American children's TV show, 1955–1996

Captain 11 is an after-school children's program for over 41 years on KELO-TV, broadcast on channel 11 from Sioux Falls, South Dakota. Station weatherman Dave Dedrick donned a yellow-trimmed blue pilot uniform with hat and daily (later weekly as cable TV began to cut into its ratings) became the jolly host of the show. The show primarily played cartoons and other children's fare, and featured the Captain having all the kids (his "crew") introduce themselves on the air, guessing to win the toy chest, and children with birthdays working the Captain's control panel of lights and switches.
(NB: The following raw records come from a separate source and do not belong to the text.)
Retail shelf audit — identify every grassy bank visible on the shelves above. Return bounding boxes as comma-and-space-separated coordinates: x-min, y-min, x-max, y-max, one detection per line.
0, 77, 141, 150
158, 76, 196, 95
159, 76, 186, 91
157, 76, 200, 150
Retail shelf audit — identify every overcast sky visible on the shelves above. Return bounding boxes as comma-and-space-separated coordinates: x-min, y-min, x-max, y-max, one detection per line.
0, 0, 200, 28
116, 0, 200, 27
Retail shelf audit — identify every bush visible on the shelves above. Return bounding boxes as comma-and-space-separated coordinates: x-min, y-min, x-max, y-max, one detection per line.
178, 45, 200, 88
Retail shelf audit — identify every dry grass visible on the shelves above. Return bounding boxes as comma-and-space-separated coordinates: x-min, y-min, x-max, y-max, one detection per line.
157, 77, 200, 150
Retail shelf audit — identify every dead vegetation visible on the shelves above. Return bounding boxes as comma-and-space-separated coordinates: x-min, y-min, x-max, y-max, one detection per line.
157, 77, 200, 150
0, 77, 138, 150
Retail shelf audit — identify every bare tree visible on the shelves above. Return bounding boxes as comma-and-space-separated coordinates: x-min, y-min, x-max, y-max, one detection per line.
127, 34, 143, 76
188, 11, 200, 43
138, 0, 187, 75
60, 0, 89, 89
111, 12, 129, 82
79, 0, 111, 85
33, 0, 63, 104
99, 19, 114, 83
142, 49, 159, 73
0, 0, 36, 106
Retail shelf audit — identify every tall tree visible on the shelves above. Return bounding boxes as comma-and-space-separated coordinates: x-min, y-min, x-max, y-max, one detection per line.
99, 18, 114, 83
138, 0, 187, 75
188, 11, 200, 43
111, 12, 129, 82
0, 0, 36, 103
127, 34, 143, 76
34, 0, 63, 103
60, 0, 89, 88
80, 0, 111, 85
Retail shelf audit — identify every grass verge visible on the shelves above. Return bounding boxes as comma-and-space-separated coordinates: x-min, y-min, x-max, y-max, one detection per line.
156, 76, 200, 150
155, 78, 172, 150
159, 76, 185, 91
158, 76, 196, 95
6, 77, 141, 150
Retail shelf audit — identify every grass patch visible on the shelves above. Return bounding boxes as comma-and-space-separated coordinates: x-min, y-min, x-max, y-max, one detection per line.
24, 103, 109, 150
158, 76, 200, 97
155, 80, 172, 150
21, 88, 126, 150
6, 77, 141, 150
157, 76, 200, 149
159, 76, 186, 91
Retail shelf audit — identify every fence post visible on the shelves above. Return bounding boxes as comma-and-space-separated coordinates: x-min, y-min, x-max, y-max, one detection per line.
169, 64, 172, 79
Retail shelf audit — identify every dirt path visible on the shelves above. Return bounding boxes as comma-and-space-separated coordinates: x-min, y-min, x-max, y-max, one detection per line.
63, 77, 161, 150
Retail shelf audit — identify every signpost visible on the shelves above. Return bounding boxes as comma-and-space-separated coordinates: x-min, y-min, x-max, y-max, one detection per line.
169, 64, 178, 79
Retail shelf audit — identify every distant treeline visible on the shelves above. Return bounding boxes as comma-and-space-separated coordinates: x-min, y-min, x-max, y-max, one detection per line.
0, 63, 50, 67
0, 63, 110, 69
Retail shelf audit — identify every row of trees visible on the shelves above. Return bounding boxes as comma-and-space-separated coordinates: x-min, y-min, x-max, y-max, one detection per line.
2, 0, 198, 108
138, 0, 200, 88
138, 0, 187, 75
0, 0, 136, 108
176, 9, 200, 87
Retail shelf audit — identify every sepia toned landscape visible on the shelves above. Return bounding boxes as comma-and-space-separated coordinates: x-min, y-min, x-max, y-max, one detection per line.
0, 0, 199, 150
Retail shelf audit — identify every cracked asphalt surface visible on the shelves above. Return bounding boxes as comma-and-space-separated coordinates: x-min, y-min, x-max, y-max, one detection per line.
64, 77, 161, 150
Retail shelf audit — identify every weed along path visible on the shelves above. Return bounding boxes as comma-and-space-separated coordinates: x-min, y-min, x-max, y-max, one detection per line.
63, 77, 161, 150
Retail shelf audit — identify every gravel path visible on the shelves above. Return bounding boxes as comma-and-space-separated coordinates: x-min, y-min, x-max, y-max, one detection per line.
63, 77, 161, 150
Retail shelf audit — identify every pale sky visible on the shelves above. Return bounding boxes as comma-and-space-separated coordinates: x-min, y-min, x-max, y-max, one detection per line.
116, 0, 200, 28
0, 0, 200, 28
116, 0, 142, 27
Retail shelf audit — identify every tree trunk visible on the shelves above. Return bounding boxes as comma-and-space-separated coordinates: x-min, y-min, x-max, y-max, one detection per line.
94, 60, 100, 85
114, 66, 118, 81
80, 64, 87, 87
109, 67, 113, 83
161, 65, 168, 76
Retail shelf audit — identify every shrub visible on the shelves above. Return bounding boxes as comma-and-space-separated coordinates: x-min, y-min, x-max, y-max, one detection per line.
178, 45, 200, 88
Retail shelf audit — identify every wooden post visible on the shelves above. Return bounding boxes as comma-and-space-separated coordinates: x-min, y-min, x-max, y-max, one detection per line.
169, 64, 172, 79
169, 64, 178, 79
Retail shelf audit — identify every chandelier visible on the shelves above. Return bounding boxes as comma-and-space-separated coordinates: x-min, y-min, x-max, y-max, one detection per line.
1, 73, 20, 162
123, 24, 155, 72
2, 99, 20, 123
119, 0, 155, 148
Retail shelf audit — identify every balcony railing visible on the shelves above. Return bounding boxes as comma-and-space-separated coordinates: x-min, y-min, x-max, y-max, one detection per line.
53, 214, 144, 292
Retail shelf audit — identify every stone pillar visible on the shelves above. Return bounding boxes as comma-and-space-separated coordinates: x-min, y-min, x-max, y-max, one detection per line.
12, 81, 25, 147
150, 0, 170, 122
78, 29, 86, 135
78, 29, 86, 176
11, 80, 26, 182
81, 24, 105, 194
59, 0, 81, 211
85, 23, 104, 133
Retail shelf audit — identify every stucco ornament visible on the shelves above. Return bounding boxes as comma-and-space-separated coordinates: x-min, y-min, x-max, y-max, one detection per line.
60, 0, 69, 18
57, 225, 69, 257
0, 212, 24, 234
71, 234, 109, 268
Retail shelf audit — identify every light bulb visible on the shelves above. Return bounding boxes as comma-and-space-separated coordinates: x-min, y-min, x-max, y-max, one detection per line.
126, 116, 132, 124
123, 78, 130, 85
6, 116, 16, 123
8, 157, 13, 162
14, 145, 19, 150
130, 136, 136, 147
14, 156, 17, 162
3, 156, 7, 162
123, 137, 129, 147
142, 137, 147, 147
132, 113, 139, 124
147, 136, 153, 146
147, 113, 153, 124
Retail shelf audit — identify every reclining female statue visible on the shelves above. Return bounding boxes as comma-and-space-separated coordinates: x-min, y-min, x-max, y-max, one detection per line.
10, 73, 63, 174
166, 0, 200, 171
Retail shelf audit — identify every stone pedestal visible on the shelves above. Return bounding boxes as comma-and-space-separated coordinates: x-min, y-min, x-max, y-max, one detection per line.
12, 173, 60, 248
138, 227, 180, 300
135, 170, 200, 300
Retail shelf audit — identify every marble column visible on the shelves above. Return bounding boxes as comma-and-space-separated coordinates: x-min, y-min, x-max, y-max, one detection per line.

The show ended with the Captain playing the "freezeberg" game with the children, having them: Face the camera and wave one hand: then wave both hands: followed by wave both hands and one foot then wave both hands and both feet which usually resulted in most of the kids jumping up and down while facing the camera. Finally, the Captain would tell them to "freeze", not moving a muscle as the camera panned over the crowd of kids attempting to remain still.

==The Captain 11 charge==
The show opened with an animated space scene, slowly zooming in to the Captain's space ship, with this charge voiced over:

"Captain 11! Today's man of the future!"

One man in each century is given the power to control time. The man chosen to receive this power is carefully selected. He must be kind. He must be fair. He must be brave. You have fulfilled these requirements; and, we of the Outer Galaxies designate to you the wisdom of Solomon and the strength of Atlas. You are Captain 11!

==History==
The show ran from March 7, 1955, to December 27, 1996, making it the longest continuously running children's television program in the United States. Dedrick's autobiography reveals interesting background about the show, like why the character's trademark rubber headphones were eventually discarded after many seasons, and how the set designers could not agree on a single design and eventually had to work independently on their own sections.

Dave Dedrick retired from broadcasting on December 30, 1996. He was inducted into the South Dakota Broadcasters Hall of Fame on April 18, 1997, and into the South Dakota Hall of Fame in 1999. Dedrick died in Sioux Falls on January 22, 2010, at the age of 81.

The Captain 11 set and other memorabilia is displayed in the State Historical Museum in Pierre.